Sin embargo, ese principio pierde densidad cuando, en paralelo, el propio gobierno impulsa la reducción sustancial del financiamiento público a esos mismos actores convocados a la mesa. La contradicción no es retórica; es estructural.
El financiamiento público a los partidos no es una concesión graciosa del poder ejecutivo. Es un instrumento de equilibrio democrático previsto para garantizar pluralismo, competencia real y autonomía frente a intereses privados.

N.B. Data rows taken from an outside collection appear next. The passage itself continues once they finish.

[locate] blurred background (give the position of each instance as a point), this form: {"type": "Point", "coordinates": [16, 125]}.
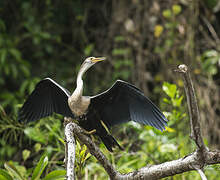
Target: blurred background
{"type": "Point", "coordinates": [144, 41]}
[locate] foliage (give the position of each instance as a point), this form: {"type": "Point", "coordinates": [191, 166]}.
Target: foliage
{"type": "Point", "coordinates": [18, 172]}
{"type": "Point", "coordinates": [51, 38]}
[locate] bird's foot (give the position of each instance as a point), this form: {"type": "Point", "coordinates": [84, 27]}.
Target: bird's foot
{"type": "Point", "coordinates": [90, 132]}
{"type": "Point", "coordinates": [67, 121]}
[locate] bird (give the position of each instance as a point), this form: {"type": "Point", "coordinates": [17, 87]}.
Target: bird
{"type": "Point", "coordinates": [121, 103]}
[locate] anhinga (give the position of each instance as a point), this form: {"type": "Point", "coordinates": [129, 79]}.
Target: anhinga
{"type": "Point", "coordinates": [121, 103]}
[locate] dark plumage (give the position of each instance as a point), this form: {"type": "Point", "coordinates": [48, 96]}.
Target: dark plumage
{"type": "Point", "coordinates": [121, 103]}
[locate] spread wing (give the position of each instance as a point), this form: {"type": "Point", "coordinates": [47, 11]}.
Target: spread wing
{"type": "Point", "coordinates": [48, 97]}
{"type": "Point", "coordinates": [124, 102]}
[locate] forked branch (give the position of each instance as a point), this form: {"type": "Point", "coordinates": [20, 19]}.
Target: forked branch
{"type": "Point", "coordinates": [194, 161]}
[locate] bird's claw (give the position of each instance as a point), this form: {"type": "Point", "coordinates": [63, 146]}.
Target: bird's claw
{"type": "Point", "coordinates": [90, 132]}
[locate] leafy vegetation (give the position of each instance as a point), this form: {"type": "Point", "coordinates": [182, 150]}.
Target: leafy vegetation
{"type": "Point", "coordinates": [143, 44]}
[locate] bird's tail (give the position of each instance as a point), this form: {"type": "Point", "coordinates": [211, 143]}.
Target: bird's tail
{"type": "Point", "coordinates": [109, 141]}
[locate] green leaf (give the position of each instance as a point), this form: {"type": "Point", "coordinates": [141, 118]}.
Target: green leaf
{"type": "Point", "coordinates": [167, 13]}
{"type": "Point", "coordinates": [176, 9]}
{"type": "Point", "coordinates": [37, 147]}
{"type": "Point", "coordinates": [56, 175]}
{"type": "Point", "coordinates": [13, 171]}
{"type": "Point", "coordinates": [4, 175]}
{"type": "Point", "coordinates": [26, 154]}
{"type": "Point", "coordinates": [40, 167]}
{"type": "Point", "coordinates": [3, 55]}
{"type": "Point", "coordinates": [16, 53]}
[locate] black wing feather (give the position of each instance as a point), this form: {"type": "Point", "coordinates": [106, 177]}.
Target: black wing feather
{"type": "Point", "coordinates": [47, 97]}
{"type": "Point", "coordinates": [124, 102]}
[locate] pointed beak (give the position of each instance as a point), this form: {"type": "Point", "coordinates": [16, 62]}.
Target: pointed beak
{"type": "Point", "coordinates": [94, 60]}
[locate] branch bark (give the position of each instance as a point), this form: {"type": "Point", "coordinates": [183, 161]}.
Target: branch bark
{"type": "Point", "coordinates": [192, 108]}
{"type": "Point", "coordinates": [194, 161]}
{"type": "Point", "coordinates": [69, 151]}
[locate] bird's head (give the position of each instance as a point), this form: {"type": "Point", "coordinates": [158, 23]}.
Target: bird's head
{"type": "Point", "coordinates": [94, 60]}
{"type": "Point", "coordinates": [90, 61]}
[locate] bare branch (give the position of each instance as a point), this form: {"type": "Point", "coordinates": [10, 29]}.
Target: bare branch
{"type": "Point", "coordinates": [188, 163]}
{"type": "Point", "coordinates": [202, 174]}
{"type": "Point", "coordinates": [192, 108]}
{"type": "Point", "coordinates": [94, 150]}
{"type": "Point", "coordinates": [70, 151]}
{"type": "Point", "coordinates": [195, 161]}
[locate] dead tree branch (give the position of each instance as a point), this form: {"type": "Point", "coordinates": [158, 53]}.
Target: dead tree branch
{"type": "Point", "coordinates": [194, 161]}
{"type": "Point", "coordinates": [192, 108]}
{"type": "Point", "coordinates": [69, 151]}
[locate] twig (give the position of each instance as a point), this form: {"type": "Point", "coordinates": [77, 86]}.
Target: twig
{"type": "Point", "coordinates": [202, 174]}
{"type": "Point", "coordinates": [194, 161]}
{"type": "Point", "coordinates": [94, 150]}
{"type": "Point", "coordinates": [188, 163]}
{"type": "Point", "coordinates": [69, 151]}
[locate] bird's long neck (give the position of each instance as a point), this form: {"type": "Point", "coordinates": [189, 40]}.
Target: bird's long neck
{"type": "Point", "coordinates": [77, 94]}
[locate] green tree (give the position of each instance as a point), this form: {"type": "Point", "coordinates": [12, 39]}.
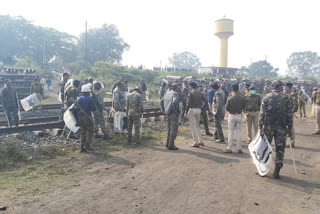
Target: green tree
{"type": "Point", "coordinates": [304, 64]}
{"type": "Point", "coordinates": [20, 38]}
{"type": "Point", "coordinates": [185, 60]}
{"type": "Point", "coordinates": [103, 44]}
{"type": "Point", "coordinates": [261, 68]}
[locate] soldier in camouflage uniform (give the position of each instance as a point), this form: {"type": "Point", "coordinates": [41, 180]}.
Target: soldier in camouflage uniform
{"type": "Point", "coordinates": [163, 89]}
{"type": "Point", "coordinates": [36, 88]}
{"type": "Point", "coordinates": [204, 114]}
{"type": "Point", "coordinates": [275, 121]}
{"type": "Point", "coordinates": [294, 100]}
{"type": "Point", "coordinates": [184, 98]}
{"type": "Point", "coordinates": [70, 96]}
{"type": "Point", "coordinates": [62, 84]}
{"type": "Point", "coordinates": [302, 104]}
{"type": "Point", "coordinates": [71, 93]}
{"type": "Point", "coordinates": [98, 116]}
{"type": "Point", "coordinates": [170, 106]}
{"type": "Point", "coordinates": [86, 106]}
{"type": "Point", "coordinates": [9, 100]}
{"type": "Point", "coordinates": [253, 103]}
{"type": "Point", "coordinates": [287, 89]}
{"type": "Point", "coordinates": [218, 112]}
{"type": "Point", "coordinates": [119, 99]}
{"type": "Point", "coordinates": [134, 112]}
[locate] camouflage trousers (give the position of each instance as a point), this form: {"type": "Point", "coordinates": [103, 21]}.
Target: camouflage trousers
{"type": "Point", "coordinates": [98, 119]}
{"type": "Point", "coordinates": [252, 119]}
{"type": "Point", "coordinates": [12, 114]}
{"type": "Point", "coordinates": [134, 120]}
{"type": "Point", "coordinates": [279, 134]}
{"type": "Point", "coordinates": [86, 132]}
{"type": "Point", "coordinates": [173, 125]}
{"type": "Point", "coordinates": [218, 134]}
{"type": "Point", "coordinates": [204, 117]}
{"type": "Point", "coordinates": [182, 119]}
{"type": "Point", "coordinates": [302, 109]}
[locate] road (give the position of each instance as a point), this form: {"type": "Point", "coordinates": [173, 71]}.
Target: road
{"type": "Point", "coordinates": [190, 180]}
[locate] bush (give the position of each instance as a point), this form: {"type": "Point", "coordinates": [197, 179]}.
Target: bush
{"type": "Point", "coordinates": [10, 154]}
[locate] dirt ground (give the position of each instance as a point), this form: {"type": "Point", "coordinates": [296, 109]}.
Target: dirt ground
{"type": "Point", "coordinates": [151, 179]}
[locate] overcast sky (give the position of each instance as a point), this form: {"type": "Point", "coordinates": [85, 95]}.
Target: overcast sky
{"type": "Point", "coordinates": [155, 29]}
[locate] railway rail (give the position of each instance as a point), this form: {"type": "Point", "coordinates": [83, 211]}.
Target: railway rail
{"type": "Point", "coordinates": [58, 106]}
{"type": "Point", "coordinates": [39, 124]}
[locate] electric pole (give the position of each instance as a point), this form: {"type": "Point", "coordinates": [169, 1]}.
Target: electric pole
{"type": "Point", "coordinates": [86, 48]}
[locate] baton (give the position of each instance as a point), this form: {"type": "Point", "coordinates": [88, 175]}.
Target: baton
{"type": "Point", "coordinates": [141, 127]}
{"type": "Point", "coordinates": [294, 162]}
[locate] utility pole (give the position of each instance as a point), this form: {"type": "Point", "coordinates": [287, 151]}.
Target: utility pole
{"type": "Point", "coordinates": [43, 52]}
{"type": "Point", "coordinates": [86, 48]}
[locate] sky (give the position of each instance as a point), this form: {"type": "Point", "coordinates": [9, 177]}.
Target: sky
{"type": "Point", "coordinates": [155, 29]}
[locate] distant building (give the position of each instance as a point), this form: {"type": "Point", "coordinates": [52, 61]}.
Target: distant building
{"type": "Point", "coordinates": [222, 72]}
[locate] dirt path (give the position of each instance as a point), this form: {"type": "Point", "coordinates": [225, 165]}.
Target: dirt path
{"type": "Point", "coordinates": [191, 180]}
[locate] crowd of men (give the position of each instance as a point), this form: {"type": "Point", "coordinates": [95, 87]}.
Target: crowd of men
{"type": "Point", "coordinates": [271, 115]}
{"type": "Point", "coordinates": [86, 101]}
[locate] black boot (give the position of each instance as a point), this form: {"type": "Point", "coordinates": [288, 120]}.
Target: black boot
{"type": "Point", "coordinates": [82, 149]}
{"type": "Point", "coordinates": [276, 172]}
{"type": "Point", "coordinates": [209, 133]}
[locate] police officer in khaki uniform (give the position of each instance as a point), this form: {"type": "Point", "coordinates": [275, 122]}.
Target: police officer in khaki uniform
{"type": "Point", "coordinates": [252, 109]}
{"type": "Point", "coordinates": [134, 112]}
{"type": "Point", "coordinates": [98, 116]}
{"type": "Point", "coordinates": [316, 101]}
{"type": "Point", "coordinates": [38, 90]}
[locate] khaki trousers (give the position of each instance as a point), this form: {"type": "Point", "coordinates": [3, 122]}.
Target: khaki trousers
{"type": "Point", "coordinates": [252, 121]}
{"type": "Point", "coordinates": [234, 130]}
{"type": "Point", "coordinates": [194, 122]}
{"type": "Point", "coordinates": [317, 107]}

Reducirlo de manera significativa, en este caso, en un 50%, mientras se exige corresponsabilidad política en temas sensibles, genera una asimetría funcional: se pide participación, pero se limitan las condiciones materiales para ejercerla.
El efecto inmediato es la distorsión del diálogo. No se trata ya de una interlocución entre iguales, sino de una relación donde una de las partes concentra recursos y la otra opera con restricciones. En términos institucionales, esto debilita la calidad deliberativa: la oposición pierde capacidad técnica, operativa y territorial para formular propuestas, auditar decisiones o sostener posiciones con respaldo organizativo.
A mediano plazo, el impacto es más profundo. Se incentiva la dependencia de financiamiento privado, con los riesgos conocidos: captura de agendas, opacidad en las fuentes y debilitamiento del principio de igualdad electoral.
En lugar de fortalecer el sistema, se lo fragmenta o se lo vuelve más vulnerable a intereses extrainstitucionales. Hay, además, una señal política problemática. El mensaje implícito es que el diálogo puede coexistir con decisiones unilaterales que afectan las condiciones básicas de competencia.
Esto erosiona la confianza entre actores, y convierte el diálogo en un ejercicio formal, sin efectos sustantivos.
La democracia no se sostiene solo con convocatorias; requiere coherencia entre discurso y diseño institucional. Si el Estado llama a la oposición a construir soluciones, debe garantizar que esa oposición tenga las condiciones mínimas para existir, organizarse y participar en igualdad. De lo contrario, el diálogo se convierte en una simulación, y la institucionalidad, en un equilibrio precario.
Además, para esta reducción que está establecida en el Presupuesto General del Estado, se requiere la aprobación del Congreso Nacional.